The parties here stand in the same relation as that in which they stood below. Upon demurrer to the petition sustained, the court, of common pleas rendered a judgment for the defendant below. The action was brought under Sections 4357 and 4358, Revised Statutes, to recover damages alleged to have been sustained by the plaintiff in consequence of the sale by the defendant of intoxicating liquors to her husband, whereby he was made drunk, and while in that condition inflicted the injuries complained of.
The point upon which the decision below turned was that the sales were not alleged to be unlawful: but it is urged here that the necessity of pleading and proving unlawfullness under the authority of Baker v. Beckwith, 28 O. S., 314, and Lyon v. Fleahman, 34 Ohio State, 151, is now obviated by the provisions subsequently incorporated into the law by 72 Ohio Laws, 35, and 93 Ohio Laws, 371, providing for notice.

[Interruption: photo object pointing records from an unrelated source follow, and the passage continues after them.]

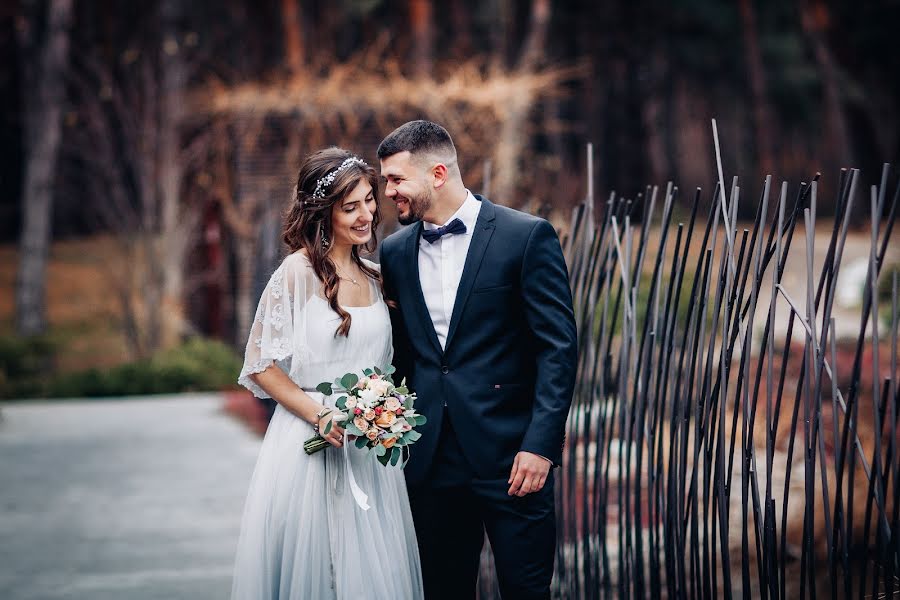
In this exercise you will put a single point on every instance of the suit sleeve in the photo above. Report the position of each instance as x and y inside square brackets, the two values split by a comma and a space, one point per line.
[547, 301]
[402, 354]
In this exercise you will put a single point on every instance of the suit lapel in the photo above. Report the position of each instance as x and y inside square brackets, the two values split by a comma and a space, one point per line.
[415, 288]
[481, 237]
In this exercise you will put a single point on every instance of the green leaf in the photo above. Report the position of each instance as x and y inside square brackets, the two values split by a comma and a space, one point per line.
[349, 380]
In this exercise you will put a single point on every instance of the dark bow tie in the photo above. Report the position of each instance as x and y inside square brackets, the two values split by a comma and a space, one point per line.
[433, 235]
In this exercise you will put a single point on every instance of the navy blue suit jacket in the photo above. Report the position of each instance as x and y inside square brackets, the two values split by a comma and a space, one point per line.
[507, 372]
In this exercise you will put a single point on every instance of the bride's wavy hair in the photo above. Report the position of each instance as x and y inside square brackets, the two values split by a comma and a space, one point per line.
[307, 224]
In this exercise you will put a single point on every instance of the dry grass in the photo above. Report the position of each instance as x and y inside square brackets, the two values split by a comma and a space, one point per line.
[83, 313]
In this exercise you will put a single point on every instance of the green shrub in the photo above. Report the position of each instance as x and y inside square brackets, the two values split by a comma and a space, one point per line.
[196, 365]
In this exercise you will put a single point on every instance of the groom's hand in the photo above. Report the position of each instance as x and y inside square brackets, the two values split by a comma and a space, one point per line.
[529, 474]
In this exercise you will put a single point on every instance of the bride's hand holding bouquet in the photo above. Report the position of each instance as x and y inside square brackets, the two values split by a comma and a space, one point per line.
[374, 411]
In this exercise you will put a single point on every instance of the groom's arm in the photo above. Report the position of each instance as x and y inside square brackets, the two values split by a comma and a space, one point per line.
[547, 302]
[402, 357]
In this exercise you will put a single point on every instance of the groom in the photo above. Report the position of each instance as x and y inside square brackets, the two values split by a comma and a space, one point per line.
[485, 333]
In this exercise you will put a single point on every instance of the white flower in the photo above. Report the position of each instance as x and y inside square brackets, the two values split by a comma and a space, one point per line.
[380, 386]
[368, 396]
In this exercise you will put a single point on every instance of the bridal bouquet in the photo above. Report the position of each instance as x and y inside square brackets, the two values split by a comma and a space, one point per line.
[379, 414]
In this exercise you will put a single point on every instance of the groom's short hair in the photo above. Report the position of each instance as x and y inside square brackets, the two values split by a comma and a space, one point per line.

The Supreme Court has not yet construed the requirement of notice in Section 4358, as bearing upon the alleged enlargement of the liability created by Section 4357, but it has passed upon the effect of the general notice in this behalf formerly required thereby and by Sections-4359 and 4360, Revised Statutes, now repealed, and has clearly intimated in Mullen v. Peak, 49 O. S., 447, 458-9, and Casey v. Bank, 50 O. S., 527, that those provisions as to notice did not obviate the necessity of pleading and proving the unlawfulness of the sales of liquor relied on to make out a ease of liability, under Section 4357. The opinion of the court in Kolling v. Bennett, 18 C. C., 425, implies that the same requirement is deemed to exist still under the present statute.
We feel bound by the construction which the Supreme Court has put upon Section 4357, and adhered to after -the element of notice was incorporated by the General Assembly into the law. The judgment is therefore affirmed.